The thing is, my interactions/conversations with the pastor and the elders of Tucker Street contributed as much or more to my personal "emergence" than all the emerging church-type books I've read. Seriously.
See, about thirty years ago the founding elders were disfellowshipped from Church of Christ. Soon a new fellowship had started. Over the years it has developed its own flavor, conscious of the historic church and faith.
Soon I'll be just a member. Or maybe I should say soon I'll be a member. That's a better way of looking at it. I'm looking forward to being an ordinary member without having to run the youth program. Also, not working there will give me the freedom to be out visiting churches both here in town and elsewhere. We're planning on visiting St. John's Antiochian Orthodox Church some time in August. The Orthodox church has been very intriguing to me.
Needless to say, this transition looks to be a difficult one. It's been hard to paint my office to make it just an office. (In my time there it was painted bright red with a Detroit Red Wings border and lots of memorabilia. Now it's a soothing/serene brown. I'm toying with the idea of hanging a large crucifix on the eastern wall to give it even more of a spiritual refuge appearance. (Plus, that should serve to scare away any hardcore fundamentalists.)
Right now I'm sort of watching my kids as my wife is at a MOPS leadership retreat.
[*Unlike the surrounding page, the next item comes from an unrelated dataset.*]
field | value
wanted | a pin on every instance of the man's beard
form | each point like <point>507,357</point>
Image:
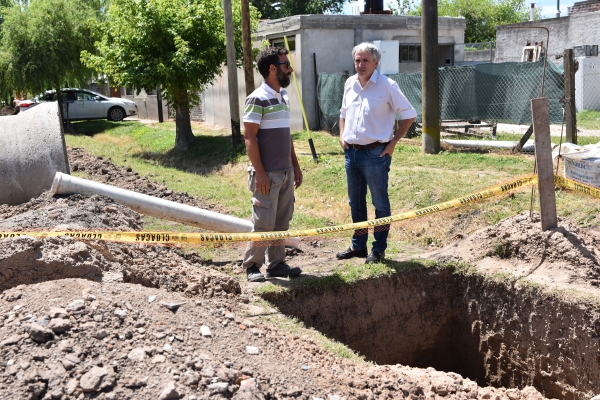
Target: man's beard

Sort of, because obviously they're destroying my house as I post.
In fact, I wrote a more thoughtful version of this post moments ago which was deleted when my son got on the computer to play games while I answered the phone.
I watched a classic anime last night. Probably everyone has seen Castle In The Sky, but it was pretty interesting. The kids and I watched it 2.5 times straight through. They thought it was neat. Man, the English dubbing looks funny. It's like everyone is a skilled ventriloquist. They're talking with their mouths closed. Amazing!
I've been reading Newbigin's The Gospel in a Pluralist Society. It''s a very good read. I like Polanyi's epistemology, or at least, Polanyi's epistemology as dictated/interpreted by Newbigin. It seems to me like this does bring a new higher plane to the debate over liberal/conservative interpretation. Very helpful. For me it has always been more helpful to read books that influence the emerging church folks than to read the emerging church books. So I read Nouwen, I read Foster, I'm working on Lewis, I read Newbigin, I read Guder. Some of that stuff obviously isn't written for mass use, but it's good.
Well, I've rambled long enough.
May God's blessings be on all of you, today and forever.